E sobre essa questão, a identidade se trata de falar de forma honesta e autêntica o que você propõe e cumprir essa expectativa. É muito legal você falar da “comida fora da comida” e tem tudo a ver com uma tendência forte de hoje, de que quem estuda o comportamento dos consumidores já está saindo na frente. Você é uma pessoa que domina muito esse estudo, não é?

Eu amo branding. Antigamente eram vários sinônimos para alma de negócio, e hoje em dia tem esse conceito mais formado.

Quando abri o restaurante, eu queria contar a história do cuscuz e o quanto ele era presente na vida de tanta gente. E a experiência é muito bonita. É um lugar em que a alegria é o que mais reflete, tanto da parte de quem vai quanto de quem trabalha.

É tão simples, que de fora você pensa “é só isso? ” Mas muita gente chora comendo a comida, porque na boca ela lembra da sua história. Ela se identifica com o chão de cimento queimado e manchado que ninguém nunca entende. Eu digo “não quero verniz, quero um chão rústico para as pessoas se identificarem. ”

As áreas externas lembram areia da praia, muito parecido. O lugar é tátil. E as pessoas, quando colocam aquela comida na boca, estão mergulhando na história delas, que ao mesmo tempo é a minha. Eu busquei essa identificação nos detalhes.

E um dos grandes pilares de branding e identidade que eu queria para o restaurante era não ir para o nordeste caricato. Então não vai ter cactos, não vai ter escassez. Não é uma comida sofrida. Queremos alegria, cor, planta viva.

Na mesa temos flores lindas que recebemos todas as semanas, plantas de mata atlântica, tem vida, o nordeste é isso. É essa nova história que eu quero contar. Talvez esse cacto, a seca, essa referência ao nordeste era da minha avó.

Eu venho de outra geração, tive uma educação, tive oportunidade. Estou abrindo um restaurante na Vila Madalena, um dos bairros mais conhecidos do mundo em uma das maiores metrópoles do mundo.

Eu abri um restaurante nesse ambiente, não quero mais vibrar nessa escassez. Eu sou um nordeste diferente, moderno, criativo, inteligente. Intelectual. Eu sou o outro nordeste.

Não tem que ter mais essas associações porque além de serem caricatas e óbvias, são uma redução. O nordestino tem orgulho de dizer “eu sou isso, mas sou muito mais que isso”.

“A desconstrução do nordeste” é um livro lindo, que virou peça, e mostra que a região não é só isso que a mídia tanto explorou e que também é um processo de marketing. Tampouco é só onde você vai passear na praia, é um lugar extremamente cultural.
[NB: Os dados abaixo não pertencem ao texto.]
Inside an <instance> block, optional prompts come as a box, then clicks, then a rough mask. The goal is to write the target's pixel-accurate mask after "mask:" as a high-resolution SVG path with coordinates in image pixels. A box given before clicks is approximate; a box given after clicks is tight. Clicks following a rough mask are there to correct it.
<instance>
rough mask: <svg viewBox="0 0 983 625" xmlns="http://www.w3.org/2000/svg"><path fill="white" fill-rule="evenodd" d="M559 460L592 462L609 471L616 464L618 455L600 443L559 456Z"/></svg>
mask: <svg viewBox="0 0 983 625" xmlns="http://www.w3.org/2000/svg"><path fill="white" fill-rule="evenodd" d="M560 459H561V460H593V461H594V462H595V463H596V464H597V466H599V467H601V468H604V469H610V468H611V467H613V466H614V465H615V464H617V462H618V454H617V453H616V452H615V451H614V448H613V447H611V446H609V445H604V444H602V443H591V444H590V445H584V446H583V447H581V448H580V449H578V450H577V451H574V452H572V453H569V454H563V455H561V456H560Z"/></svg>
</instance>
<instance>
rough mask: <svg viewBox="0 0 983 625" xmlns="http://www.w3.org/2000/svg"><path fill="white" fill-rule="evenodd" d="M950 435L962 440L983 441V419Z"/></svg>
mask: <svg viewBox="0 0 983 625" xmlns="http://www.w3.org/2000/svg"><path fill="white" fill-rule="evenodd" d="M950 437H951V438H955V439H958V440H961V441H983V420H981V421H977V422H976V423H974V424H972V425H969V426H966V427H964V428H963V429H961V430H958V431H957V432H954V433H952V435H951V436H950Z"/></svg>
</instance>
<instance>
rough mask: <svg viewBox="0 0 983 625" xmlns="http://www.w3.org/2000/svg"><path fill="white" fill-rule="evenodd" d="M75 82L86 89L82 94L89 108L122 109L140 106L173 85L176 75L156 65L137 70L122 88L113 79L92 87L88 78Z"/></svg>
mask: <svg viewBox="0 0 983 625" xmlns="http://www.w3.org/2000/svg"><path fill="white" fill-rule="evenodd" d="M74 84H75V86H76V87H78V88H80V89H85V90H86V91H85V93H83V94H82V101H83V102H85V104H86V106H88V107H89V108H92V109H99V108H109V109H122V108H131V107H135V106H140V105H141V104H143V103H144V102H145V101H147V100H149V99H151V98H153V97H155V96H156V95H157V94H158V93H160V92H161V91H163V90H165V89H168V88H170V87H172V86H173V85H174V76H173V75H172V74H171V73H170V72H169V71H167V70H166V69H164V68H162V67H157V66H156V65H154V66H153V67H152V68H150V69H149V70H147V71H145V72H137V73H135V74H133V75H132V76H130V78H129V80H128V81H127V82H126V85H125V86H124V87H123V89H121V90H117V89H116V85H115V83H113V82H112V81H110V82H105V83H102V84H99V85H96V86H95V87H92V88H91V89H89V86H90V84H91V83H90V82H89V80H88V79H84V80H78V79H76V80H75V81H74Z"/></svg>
É o berço da ciência do Brasil, as maiores fontes de pesquisa, de tudo que você imagina, vêm de lá. É um lugar extremamente rico. Cansamos dessa pobreza. Os meus talheres são dourados, eu quero luxo, quero detalhe. As louças são maravilhosas, quero trazer a identificação desse nordestino que viveu isso e que agora quer gozar disso.

A gente agora quer se divertir, comer bem, beber bem, temos dinheiro para fazer isso e é nesse lugar que vamos estar. Quero lembrar das minhas origens, mas de forma ressignificada. Trazendo isso para uma realidade e saindo dessa escassez. Acho que é isso que emociona tanto.